Structure of clathrin-coated vesicles from small-angle scattering experiments.

Abstract

Previously published small-angle neutron and X-ray scattering data from coated vesicles, reassembled coats, and stripped vesicles have been analyzed in terms of one common model. The neutron data sets include contrast variation measurements at three different D2O solvent concentrations. The model used for interpreting the data has spherical symmetry and explicitly takes into account polydispersity, which is described by a Gaussian distribution. A constant thickness of the clathrin coats is assumed. The fitting of the model shows that the coated vesicles consist of a low-density outer protein shell (clathrin) and a central protein shell (accessory polypeptides and receptors) of approximately six times higher density.
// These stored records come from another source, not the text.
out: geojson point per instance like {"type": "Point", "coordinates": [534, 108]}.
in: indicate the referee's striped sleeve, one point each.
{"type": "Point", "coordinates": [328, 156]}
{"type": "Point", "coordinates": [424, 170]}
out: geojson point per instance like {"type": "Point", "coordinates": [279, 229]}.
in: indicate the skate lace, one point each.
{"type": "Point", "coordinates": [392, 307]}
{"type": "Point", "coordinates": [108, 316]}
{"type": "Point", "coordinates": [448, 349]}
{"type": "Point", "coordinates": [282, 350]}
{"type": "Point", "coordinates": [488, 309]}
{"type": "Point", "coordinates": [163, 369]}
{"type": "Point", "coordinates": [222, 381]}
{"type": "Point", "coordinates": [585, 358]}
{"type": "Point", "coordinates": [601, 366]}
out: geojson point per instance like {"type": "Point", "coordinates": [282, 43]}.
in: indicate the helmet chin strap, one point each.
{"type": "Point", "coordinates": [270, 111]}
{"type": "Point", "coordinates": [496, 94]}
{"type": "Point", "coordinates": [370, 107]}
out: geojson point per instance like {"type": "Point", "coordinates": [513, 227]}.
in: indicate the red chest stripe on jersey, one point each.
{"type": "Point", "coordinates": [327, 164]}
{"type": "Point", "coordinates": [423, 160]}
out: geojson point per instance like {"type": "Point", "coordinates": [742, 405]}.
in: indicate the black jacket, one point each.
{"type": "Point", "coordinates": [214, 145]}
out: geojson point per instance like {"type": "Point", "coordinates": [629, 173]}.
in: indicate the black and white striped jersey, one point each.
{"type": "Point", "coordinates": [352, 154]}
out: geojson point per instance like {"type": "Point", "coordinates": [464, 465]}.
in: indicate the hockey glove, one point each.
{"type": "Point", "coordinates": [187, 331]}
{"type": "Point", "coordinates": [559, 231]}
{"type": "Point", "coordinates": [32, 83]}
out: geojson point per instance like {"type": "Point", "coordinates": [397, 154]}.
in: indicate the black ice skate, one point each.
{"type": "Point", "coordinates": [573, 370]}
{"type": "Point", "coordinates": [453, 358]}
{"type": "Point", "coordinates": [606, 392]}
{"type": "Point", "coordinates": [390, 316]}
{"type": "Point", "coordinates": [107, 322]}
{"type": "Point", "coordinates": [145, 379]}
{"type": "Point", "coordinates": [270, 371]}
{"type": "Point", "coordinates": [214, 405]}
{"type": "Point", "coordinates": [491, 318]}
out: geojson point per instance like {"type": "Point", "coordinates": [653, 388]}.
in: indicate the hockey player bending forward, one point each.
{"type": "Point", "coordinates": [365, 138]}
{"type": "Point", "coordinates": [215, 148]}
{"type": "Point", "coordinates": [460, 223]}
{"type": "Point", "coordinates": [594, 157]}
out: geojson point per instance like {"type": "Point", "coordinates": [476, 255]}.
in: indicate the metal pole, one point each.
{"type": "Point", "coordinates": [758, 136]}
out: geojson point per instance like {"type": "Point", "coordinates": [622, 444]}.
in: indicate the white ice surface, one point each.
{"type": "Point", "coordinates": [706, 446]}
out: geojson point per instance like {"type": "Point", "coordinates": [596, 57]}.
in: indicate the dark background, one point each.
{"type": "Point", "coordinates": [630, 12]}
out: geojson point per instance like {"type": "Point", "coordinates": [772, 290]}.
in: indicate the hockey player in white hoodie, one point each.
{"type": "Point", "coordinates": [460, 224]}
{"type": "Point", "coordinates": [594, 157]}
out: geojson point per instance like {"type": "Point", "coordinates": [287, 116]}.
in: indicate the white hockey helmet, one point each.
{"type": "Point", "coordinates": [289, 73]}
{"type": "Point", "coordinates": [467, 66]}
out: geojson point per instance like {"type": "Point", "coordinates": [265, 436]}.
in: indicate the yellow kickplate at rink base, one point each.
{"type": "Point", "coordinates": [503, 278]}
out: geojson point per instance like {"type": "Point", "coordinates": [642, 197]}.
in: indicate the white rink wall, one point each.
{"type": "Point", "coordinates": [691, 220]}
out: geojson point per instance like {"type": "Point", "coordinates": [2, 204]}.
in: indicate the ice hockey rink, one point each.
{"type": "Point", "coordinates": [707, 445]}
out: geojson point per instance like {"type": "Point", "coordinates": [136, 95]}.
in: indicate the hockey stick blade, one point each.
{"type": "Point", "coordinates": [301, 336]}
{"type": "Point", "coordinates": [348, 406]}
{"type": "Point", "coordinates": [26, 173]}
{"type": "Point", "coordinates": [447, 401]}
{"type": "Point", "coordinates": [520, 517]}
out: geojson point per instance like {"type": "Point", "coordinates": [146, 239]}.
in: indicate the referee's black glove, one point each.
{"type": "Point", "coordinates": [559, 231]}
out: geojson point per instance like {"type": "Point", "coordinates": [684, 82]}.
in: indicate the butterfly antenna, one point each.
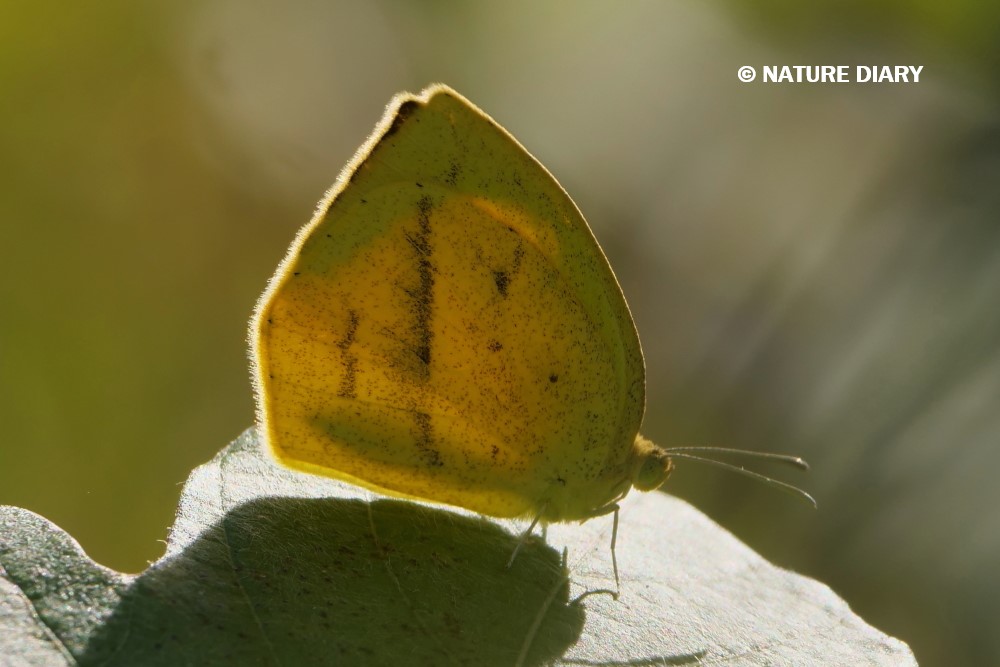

For the X-ray scattering and neutron contrast variation data, the polydispersity of the samples is of the order of 90 A (full-width-at-half-maximum value) and the average outer radius is approximately 400 A. The inner high-density shell has inner and outer radii of 115 and 190 A, respectively. A simultaneous fit to the three neutron contrast variation data sets identifies the lipid membrane with a thickness of 40 A and an outer radius of 196 A. Thus, the membrane and the high-density protein shell overlap in space, which shows that the lipid membrane contains protein. The molecular mass of the average particle is 27 x 10(6) Da. The coated vesicles consist, on average, of approximately 85% protein and 15% lipids. About 40% of the protein mass is situated in the central high-density shell, which gives a large amount of protein in the lipid membrane. The densities of the central shell and the lipid membrane show that the hydration is small in the central region. A comparison of the total mass, the mass distribution, and the structure of the average-size particles with the barrel structure shows that the accessory polypeptides are incorporated in the lipid membrane. The results from the neutron data for the reassembled coats show that the structure of these particles is very similar to the structure of the native coats. The main difference is a higher density of the central protein shell, which shows that the membrane is replaced by protein in the reassembled coats.